Reconciliadora como Mandela ou alvo a abater como Benazir?

Recém-libertada, Aung San Suu Kyi quer reconciliar o país. Fortalecido pelas eleições, o regime está vigilante

Citação atribuída a Aung San Suu Kyi WIKIQUOTE

Aclamada pelo povo da Birmânia, temida pelos ditadores que governam o país, admirada por todo o mundo — Aung San Suu Kyi está novamente em liberdade, após sete anos em prisão domiciliária. Impõe-se perceber o que simboliza hoje a Dama de Rangum: Terá ela a capacidade e as condições de Nelson Mandela para promover a reconciliação nacional? Ou será mais — à semelhança da paquistanesa Benazir Bhutto — uma filha do destino com a cabeça a prémio, como aconteceu com o pai, herói da independência birmanesa assassinado em 1947?

“Enquanto prisioneiros, Suu Kyi e Mandela têm semelhanças. Mas o enquadramento político é totalmente diferente. O Congresso Nacional Africano (ANC), de Mandela, e a Liga Nacional para a Democracia, de Suu Kyi, são partidos com abordagens diferentes. Quando foi libertada, ela disse que acreditava na abordagem não-violenta para alcançar uma reconciliação nacional. O ANC agiu de forma diferente”, comentou ao Expresso Kyaw Zwa Moe, editor do jornal “The Irrawaddy”, que cobre a atualidade noticiosa birmanesa a partir da Tailândia.

Quando a líder da oposição pró-democracia se assomou à multidão, há uma semana, aproveitou para levantar o véu sobre os seus planos futuros: “Vou trabalhar para a reconciliação nacional. Estou preparada para conversar com qualquer pessoa. Não guardo ressentimentos pessoais em relação a ninguém”.

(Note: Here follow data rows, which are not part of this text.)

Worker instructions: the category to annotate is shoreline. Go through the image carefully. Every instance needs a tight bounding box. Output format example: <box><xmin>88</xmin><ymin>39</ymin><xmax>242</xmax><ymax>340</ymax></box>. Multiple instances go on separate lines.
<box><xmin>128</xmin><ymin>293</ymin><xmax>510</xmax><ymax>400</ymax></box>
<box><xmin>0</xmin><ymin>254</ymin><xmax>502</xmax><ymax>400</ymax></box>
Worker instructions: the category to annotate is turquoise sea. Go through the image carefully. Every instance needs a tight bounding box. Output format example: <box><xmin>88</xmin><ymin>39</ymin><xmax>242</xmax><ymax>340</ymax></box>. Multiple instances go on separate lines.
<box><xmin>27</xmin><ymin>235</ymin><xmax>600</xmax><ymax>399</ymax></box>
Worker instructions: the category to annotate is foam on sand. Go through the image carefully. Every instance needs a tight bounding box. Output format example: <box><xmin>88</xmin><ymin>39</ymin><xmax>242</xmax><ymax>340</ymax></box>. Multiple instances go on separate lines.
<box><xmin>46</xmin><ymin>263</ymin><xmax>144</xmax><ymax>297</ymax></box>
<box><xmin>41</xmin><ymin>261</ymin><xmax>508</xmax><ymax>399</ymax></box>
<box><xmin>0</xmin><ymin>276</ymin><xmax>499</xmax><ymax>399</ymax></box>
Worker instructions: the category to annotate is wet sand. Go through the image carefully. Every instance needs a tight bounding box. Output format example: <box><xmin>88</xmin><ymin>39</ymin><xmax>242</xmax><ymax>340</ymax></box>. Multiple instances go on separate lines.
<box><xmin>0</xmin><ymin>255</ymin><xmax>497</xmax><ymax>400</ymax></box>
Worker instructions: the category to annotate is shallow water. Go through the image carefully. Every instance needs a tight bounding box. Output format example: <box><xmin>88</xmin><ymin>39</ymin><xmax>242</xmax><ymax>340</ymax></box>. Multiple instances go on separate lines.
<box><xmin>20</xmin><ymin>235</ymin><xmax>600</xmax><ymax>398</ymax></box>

O jornalista birmanês não acredita, porém, num encontro — cara a cara e a breve prazo —, entre a Nobel da Paz, de 65 anos, e a principal figura do regime, o general Than Shwe de 77 anos. “Ela vai tentar, mas não me parece que isso venha a acontecer. Os generais não querem falar com ninguém do movimento pró-democracia.”

Aung San Suu Kyi e o regime dos generais parecem empenhados numa espécie de jogo do gato e do rato

A libertação de Suu Kyi aconteceu escassos seis dias após as eleições gerais — as primeiras dos últimos 20 anos. Kyaw Zwa Moe não vê qualquer simbolismo na quase sobreposição dos dois acontecimentos. “A detenção de Suu Kyi expirou a 13 de novembro. Eles não tinham qualquer outra desculpa para mantê-la detida.”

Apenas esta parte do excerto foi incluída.